Question

A person normally weighing \[60kg\] stands on a platform which oscillates up and down simple harmonically with a frequency \[2Hz\] and an amplitude \[5cm\] . If a machine on the platform gives the person’s weight then consider the following statements.
A. The maximum reading of the machine will be \[108kg\] .
B. The maximum reading of the machine will be \[90kg\] .
C. The minimum reading of the machine will be \[12kg\] .
D. The minimum reading of the machine will be zero.
Correct statements are:

Answer 1

Hint: Firstly we will try to draw a diagram for a better understanding of the situation. We will find the mass of the man from the given weight. As the platform is harmonically moving up and down, the maximum weight will be attained while the platform is moving up as the acceleration acting on the body will be due to gravitation and the motion of the platform. The minimum weight will be attained while the platform is moving down. We will find the maximum acceleration attained by the platform by multiplying the amplitude of the harmonic motion with the square of the angular velocity.

Formula used:
     \[\begin{align}
  & weight=m\times {{a}_{net}} \\
 & {{a}_{\max }}=A\times {{\omega }^{2}} \\
\end{align}\]

Complete step by step answer:
We will construct a diagram for understanding the situation.

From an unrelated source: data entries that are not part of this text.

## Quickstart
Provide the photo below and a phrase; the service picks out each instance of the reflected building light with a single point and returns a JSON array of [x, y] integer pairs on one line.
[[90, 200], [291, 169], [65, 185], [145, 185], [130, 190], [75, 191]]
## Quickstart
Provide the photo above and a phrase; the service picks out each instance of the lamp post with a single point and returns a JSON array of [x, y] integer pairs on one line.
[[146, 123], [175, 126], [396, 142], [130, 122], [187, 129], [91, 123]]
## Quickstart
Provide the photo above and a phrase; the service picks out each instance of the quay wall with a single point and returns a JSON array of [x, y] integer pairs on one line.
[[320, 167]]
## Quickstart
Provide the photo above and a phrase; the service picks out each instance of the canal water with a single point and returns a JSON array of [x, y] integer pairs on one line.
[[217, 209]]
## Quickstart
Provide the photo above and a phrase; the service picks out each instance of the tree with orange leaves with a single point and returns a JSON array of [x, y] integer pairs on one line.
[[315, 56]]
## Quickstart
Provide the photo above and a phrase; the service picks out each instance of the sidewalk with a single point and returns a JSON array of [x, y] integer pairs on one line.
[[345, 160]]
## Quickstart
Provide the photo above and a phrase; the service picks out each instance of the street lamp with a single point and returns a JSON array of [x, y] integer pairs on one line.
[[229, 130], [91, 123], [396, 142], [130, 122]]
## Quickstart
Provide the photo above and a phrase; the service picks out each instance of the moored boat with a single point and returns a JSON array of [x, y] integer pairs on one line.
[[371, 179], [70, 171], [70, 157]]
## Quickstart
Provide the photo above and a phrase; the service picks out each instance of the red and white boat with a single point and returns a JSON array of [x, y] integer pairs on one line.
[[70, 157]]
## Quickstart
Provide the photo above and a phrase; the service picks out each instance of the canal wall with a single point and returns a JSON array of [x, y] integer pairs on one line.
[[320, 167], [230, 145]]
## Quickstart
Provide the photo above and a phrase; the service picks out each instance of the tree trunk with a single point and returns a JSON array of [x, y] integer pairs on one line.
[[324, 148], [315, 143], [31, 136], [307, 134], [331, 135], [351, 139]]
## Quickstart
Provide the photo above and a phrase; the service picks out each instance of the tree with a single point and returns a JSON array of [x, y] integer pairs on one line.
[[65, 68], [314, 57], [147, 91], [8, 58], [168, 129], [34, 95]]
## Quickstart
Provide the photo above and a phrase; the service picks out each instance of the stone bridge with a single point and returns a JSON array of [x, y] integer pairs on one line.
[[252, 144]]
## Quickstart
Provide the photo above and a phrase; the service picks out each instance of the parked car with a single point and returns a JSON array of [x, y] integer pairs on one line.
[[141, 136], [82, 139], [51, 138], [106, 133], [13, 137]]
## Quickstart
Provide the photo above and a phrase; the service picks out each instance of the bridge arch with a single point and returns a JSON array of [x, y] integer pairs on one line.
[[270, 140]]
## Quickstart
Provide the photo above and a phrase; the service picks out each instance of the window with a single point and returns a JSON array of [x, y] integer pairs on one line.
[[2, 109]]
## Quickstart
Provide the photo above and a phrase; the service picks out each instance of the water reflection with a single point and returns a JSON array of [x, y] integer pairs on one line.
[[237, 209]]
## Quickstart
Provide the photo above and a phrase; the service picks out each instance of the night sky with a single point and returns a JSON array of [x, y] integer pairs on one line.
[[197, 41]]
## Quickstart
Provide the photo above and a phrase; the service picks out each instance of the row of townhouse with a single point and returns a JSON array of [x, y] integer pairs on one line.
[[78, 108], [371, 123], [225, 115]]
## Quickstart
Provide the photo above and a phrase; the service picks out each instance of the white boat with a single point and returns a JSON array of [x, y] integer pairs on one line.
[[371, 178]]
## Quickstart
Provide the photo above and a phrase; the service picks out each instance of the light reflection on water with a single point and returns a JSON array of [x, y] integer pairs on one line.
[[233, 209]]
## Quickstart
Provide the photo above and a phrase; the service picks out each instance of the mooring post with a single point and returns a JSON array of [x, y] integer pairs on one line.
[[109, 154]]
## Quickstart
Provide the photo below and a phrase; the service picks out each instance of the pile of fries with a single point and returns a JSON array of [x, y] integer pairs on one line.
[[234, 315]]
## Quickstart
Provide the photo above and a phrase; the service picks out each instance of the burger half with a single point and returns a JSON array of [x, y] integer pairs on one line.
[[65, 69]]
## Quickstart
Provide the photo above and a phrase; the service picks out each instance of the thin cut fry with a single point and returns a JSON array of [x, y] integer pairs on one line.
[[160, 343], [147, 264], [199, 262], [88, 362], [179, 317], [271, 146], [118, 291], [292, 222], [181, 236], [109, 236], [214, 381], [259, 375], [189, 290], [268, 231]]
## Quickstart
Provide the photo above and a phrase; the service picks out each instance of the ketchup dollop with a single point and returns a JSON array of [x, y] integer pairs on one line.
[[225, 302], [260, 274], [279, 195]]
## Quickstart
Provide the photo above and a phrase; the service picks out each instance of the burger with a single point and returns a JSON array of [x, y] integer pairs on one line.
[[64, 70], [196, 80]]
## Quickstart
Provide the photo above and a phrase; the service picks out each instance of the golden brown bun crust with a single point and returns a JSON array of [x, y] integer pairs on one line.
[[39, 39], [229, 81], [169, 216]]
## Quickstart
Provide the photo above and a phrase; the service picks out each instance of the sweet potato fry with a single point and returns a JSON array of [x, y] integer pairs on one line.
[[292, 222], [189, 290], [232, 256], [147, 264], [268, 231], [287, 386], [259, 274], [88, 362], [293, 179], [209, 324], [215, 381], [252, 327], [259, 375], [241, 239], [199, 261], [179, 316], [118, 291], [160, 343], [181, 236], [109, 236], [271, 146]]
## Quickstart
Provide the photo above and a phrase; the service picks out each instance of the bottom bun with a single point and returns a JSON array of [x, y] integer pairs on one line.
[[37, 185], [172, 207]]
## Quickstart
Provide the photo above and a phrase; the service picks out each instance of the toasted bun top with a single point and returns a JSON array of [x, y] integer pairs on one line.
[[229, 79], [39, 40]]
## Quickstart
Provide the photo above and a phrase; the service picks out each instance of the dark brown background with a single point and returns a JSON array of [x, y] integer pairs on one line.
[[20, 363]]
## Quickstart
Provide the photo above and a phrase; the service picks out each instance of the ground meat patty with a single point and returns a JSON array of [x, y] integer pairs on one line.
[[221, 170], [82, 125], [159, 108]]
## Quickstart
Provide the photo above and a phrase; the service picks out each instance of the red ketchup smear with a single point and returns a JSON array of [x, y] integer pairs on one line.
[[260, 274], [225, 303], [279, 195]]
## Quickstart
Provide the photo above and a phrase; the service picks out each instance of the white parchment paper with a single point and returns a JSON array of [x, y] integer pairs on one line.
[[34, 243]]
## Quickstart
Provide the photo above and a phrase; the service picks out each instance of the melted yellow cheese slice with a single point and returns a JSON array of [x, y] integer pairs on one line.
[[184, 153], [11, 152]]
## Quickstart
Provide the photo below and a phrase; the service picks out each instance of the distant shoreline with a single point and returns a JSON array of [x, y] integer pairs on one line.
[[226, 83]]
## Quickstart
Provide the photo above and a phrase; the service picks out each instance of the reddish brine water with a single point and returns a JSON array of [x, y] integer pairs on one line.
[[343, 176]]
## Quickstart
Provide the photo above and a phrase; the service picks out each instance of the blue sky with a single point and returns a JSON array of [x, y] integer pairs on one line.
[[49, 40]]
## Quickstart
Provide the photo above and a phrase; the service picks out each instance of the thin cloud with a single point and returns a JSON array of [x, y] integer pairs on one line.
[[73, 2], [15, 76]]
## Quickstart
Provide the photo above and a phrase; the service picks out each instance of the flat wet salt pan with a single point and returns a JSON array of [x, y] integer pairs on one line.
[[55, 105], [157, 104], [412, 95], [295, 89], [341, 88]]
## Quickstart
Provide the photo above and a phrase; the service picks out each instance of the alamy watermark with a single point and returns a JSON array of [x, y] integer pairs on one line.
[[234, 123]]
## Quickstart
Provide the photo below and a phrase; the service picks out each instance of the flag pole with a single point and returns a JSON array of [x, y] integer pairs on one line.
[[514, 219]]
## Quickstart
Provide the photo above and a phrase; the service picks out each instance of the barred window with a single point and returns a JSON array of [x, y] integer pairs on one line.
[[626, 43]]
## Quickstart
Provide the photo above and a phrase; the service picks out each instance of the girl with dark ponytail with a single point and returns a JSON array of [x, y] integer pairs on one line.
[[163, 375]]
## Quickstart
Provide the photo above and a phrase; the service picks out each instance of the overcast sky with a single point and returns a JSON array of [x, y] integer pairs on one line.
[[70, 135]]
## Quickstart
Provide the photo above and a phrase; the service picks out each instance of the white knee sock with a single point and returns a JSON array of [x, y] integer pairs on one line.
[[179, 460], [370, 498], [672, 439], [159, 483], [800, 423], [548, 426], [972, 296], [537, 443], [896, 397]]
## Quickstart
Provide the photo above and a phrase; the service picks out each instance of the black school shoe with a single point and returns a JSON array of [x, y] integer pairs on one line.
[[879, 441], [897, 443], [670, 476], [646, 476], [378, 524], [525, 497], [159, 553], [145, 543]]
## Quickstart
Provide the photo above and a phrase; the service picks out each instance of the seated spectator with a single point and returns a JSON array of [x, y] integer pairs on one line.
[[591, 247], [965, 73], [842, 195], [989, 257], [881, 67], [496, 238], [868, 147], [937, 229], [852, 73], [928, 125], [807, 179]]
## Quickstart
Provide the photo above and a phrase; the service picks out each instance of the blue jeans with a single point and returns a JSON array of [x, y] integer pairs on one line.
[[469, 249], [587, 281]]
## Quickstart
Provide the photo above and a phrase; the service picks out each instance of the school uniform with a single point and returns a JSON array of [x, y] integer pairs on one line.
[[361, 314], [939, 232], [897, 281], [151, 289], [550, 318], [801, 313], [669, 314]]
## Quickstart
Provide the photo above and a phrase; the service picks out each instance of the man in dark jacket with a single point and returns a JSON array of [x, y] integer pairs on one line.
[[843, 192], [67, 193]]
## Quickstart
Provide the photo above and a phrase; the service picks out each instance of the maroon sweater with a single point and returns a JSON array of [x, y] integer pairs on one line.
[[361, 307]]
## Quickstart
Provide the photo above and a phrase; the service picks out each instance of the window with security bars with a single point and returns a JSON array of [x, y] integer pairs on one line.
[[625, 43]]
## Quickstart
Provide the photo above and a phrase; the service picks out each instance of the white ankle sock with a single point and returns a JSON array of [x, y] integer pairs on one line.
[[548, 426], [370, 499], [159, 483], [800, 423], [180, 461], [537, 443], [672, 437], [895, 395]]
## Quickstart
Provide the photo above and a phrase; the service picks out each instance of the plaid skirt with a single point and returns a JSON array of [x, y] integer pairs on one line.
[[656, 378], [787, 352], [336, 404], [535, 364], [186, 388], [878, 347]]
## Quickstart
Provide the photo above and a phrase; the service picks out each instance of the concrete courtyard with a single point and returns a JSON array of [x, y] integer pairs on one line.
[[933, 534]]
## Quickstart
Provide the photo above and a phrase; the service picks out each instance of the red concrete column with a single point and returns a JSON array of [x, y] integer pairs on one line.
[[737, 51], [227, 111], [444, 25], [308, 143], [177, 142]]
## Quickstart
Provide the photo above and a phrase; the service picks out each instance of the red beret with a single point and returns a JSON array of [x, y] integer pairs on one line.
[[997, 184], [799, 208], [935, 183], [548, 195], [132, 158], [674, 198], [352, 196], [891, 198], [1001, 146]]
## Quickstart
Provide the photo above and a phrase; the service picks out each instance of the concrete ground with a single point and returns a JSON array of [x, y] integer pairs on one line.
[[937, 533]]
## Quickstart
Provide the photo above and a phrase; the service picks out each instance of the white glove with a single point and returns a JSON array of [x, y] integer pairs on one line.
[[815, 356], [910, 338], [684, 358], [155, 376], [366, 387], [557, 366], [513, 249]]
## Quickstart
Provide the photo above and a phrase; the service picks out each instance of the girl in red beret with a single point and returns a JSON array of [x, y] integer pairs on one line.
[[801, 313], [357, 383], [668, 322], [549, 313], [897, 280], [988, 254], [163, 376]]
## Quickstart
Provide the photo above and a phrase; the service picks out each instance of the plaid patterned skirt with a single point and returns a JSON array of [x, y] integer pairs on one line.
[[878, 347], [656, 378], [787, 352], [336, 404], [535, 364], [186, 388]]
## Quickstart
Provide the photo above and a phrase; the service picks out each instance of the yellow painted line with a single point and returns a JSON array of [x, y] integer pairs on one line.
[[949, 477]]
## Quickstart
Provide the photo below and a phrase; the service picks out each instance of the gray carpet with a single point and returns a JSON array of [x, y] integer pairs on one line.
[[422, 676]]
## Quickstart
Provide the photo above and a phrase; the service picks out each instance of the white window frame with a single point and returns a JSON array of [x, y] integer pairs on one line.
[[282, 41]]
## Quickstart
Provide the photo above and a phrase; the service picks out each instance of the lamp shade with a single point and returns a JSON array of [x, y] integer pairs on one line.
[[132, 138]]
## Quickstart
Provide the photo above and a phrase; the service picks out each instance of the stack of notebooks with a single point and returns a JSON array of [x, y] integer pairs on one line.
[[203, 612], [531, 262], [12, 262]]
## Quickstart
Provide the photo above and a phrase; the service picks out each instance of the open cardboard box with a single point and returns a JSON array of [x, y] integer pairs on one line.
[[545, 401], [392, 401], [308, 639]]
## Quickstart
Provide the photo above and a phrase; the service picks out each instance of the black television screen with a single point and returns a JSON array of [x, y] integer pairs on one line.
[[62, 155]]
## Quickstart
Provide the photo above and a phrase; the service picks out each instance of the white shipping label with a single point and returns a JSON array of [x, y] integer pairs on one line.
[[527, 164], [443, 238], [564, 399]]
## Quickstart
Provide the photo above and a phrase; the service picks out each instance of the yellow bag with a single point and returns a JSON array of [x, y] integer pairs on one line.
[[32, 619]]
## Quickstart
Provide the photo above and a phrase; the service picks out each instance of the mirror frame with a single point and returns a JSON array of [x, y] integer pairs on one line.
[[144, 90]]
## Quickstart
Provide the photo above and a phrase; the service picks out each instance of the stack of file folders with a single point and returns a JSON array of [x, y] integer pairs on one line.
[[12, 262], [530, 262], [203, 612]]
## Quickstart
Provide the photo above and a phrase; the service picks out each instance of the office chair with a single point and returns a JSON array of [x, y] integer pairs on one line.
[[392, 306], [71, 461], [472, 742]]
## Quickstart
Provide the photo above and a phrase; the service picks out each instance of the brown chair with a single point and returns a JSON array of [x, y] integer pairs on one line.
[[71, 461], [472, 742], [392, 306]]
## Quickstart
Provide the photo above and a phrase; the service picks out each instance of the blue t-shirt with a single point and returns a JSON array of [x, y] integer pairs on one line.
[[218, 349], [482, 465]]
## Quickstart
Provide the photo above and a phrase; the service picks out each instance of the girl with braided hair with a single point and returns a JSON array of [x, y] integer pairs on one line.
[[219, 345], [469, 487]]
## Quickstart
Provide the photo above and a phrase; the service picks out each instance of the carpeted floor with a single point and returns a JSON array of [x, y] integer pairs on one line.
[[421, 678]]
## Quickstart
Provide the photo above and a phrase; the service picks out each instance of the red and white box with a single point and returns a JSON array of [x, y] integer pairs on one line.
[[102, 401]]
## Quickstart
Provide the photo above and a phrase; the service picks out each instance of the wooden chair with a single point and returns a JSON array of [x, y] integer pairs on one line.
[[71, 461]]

The normal weight of the man is given by\[60kg\]. Let us find his mass (g=10m/s)
\[m=\dfrac{60}{10}=6kg\]
So, the mass of the man is \[6kg\] .
Now, we will find the maximum acceleration gained by the platform while the harmonic motion.
\[\begin{align}
  & {{a}_{\max }}=A\times {{\omega }^{2}} \\
 & \Rightarrow {{a}_{\max }}=A\times {{\left( 2\pi \upsilon \right)}^{2}} \\
\end{align}\]
     \[{{a}_{\max }}=0.05\times {{\left( 2\times 3.14\times 2 \right)}^{2}}=7.88m/{{s}^{2}}\]
Now, we will find the maximum reading shown by the machine. The maximum weight will be attained while the platform moves upwards as the acceleration due to gravity changes to \[g+{{a}_{\max }}\] .
Then the machine will read the maximum weight as, \[{{w}_{\max }}=m\left( g+{{a}_{\max }} \right)=6\left( 10+7.88 \right)=107.28kg\]
So the maximum weight will be nearly equal to \[108kg\] .
Now, the machine will read minimum weight when the platform is moving downwards as the acceleration due to gravity becomes \[g-{{a}_{\max }}\] .
Then, the minimum weight read by the machine will be, \[{{w}_{\min }}=m\left( g-{{a}_{\max }} \right)=6\left( 10-7.88 \right)=12.72kg\]
So the minimum weight read by the machine is nearly \[12kg\] .
We will conclude the solution as the maximum weight read by the weighing machine is \[108kg\] and the minimum weight is nearly \[12kg\] . So we have two correct statements here. That is both option A and option C are correct.

Note:
This question resembles the exact condition when a person is standing in an elevator. In an elevator, we will feel as our weight increases when it is moving upwards. This is due to the increase in net acceleration on our body mass. Similarly, we will feel weight reduced while the elevator is moving downwards as the net acceleration reduces. Another important point is we must take the maximum acceleration of the platform to get maximum and minimum readings in the weighing machine.